Owner of family-operated Gideon Math and Reading Center Wendy Coppedge records and files student booklets with daughter Stephanie and son Boston at family-operated Gideon Math and Reading Center on Oct. 26. Wendy became involved in the supplemental reading program after she enrolled her children in a program when they were younger.

Samantha Freeman

Samantha Freeman

Owner of family-operated Gideon Math and Reading Center Wendy Coppedge records and files student booklets with daughter Stephanie and son Boston at family-operated Gideon Math and Reading Center on Oct. 26. Wendy became involved in the supplemental reading program after she enrolled her children in a program when they were younger.

Akansha Singh, Staff Writer

In the conversations between children and tutors, Wendy Coppedge guides a parent in a bright, flowing skirt with a smile. 

Coppedge is the founder and owner of Gideon Math and Reading, a supplementary education center. With 27 locations across six states, Gideon has grown extensively since its inception in 1994 in the very brick complex in Coppell where Coppedge works. 

“It’s taken a long time [to develop our curriculum], but it’s extremely rewarding, and I don’t regret ever getting involved in supplemental education,” Coppedge said. “Students often need more than what they get in the classroom.”

What began as a small family service has now grown into a franchise. Coppedge was working at Kumon, another supplementary education franchise, prior to creating Gideon, but felt the need for additional aspects in the curriculum and left 16 years ago to start a family organization. The program grew over the years, and now Coppedge’s children work with her as well.

“It’s rewarding to know so many people want to be a part of something my family built,” Coppedge said. “We’re very happy with how we’ve grown.”

A student can begin at Gideon with a free placement exam, testing their mastery of math and reading skills; this includes how accurately and efficiently they can work through problems. The exam reveals the math and reading skills that students have either mastered or need extra practice on, and then students come to Gideon weekly to practice their skills.

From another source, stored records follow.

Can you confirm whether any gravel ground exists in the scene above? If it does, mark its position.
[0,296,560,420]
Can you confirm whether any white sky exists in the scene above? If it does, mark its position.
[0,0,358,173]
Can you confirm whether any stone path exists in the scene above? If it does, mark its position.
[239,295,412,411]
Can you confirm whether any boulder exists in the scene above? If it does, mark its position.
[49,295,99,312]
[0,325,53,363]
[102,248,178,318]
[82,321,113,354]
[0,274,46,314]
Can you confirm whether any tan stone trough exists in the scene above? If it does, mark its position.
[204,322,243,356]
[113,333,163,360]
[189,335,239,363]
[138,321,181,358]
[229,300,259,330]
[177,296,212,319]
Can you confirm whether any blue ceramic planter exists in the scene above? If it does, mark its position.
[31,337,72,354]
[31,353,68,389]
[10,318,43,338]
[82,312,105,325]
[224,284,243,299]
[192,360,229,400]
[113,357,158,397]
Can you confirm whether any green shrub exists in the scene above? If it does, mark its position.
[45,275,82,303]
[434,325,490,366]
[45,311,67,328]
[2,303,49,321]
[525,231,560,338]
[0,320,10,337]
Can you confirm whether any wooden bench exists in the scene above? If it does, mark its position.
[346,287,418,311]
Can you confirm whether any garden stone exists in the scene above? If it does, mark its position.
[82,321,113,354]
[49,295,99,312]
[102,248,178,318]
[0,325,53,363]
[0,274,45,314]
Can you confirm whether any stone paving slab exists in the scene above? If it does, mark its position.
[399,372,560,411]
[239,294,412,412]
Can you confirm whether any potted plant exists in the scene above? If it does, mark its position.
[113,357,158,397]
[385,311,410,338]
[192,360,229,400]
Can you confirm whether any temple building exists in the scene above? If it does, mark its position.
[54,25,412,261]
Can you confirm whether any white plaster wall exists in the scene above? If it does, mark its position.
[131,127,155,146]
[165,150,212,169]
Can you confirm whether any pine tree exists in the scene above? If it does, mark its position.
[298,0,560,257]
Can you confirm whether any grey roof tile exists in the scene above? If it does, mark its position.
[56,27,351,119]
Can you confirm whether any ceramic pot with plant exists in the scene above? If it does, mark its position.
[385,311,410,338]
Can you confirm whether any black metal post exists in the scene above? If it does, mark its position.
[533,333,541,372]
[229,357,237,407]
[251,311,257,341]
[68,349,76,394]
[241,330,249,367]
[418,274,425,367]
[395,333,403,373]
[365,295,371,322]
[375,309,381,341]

“The key to success in a program like this is daily work, much like piano practice,” Coppedge said. 

Coppedge credits Gideon’s success to two unique key elements: timing of math problems and the support system of teachers and employees.

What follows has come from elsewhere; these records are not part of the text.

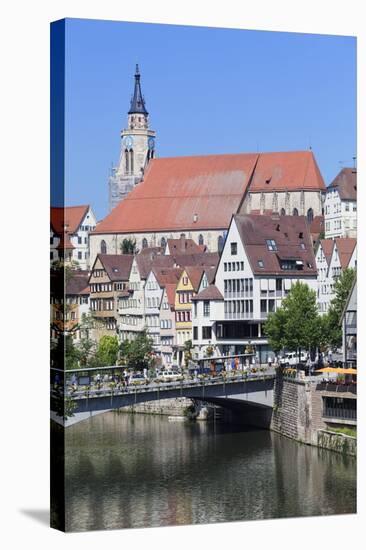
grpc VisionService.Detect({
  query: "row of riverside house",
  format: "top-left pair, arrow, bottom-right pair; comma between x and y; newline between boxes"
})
51,168 -> 357,365
89,237 -> 219,365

Gideon employs Coppell High School students to help tutor and teach students, some of whom were previous Gideon students. These employees work closely with the students, sitting at a table of multiple students and checking their work. 

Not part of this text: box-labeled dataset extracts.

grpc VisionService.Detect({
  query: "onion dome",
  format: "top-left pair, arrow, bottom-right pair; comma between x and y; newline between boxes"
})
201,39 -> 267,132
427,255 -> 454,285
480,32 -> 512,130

“I definitely see growth [in the kids’ abilities],” CHS senior and Gideon teacher Bikal Sharma said. “They’re there for enrichment and remedial training, and it greatly helps to talk over [the material] with someone who isn’t a school teacher.”

One of the defining features of Gideon’s program is the close interaction between high school employees and Gideon students. One worker sits with a maximum of two young students or four older students, monitoring their work and aiding them with their problems.

“I really like the way their workbooks are laid out,” Sharma said. “Everything is very self-directed and provides a good understanding of concepts.”

CHS senior Ronak Indurti, who attended Gideon from fifth through eighth grade, credits the curriculum for bolstering his math skills. It prepared him to test out of a grade level of math and begin taking courses one year early.

“Going through the problems with teachers was really helpful,” Indurti said. 

Coppedge’s attitude, combined with the culture of the Gideon classrooms, makes for a nurturing and supportive environment that students and employees alike find appealing. 

“In sixth grade, I got really sick and had to be in the hospital,” Indurti said. “The day I got back, Mrs. Coppedge made a really big deal. I remember how nice [she] was and how motivated [the employees] made me feel.”

When children complete their learning at Gideon, many of them come back to volunteer or work with the next batch of students, creating a cycle of giving back to the community.

“I never really thought about doing this. I got my kids involved [with supplementary education], and I saw the difference it made,” Coppedge said. “When you can make a difference in a child’s life, it is definitely worth pursuing.”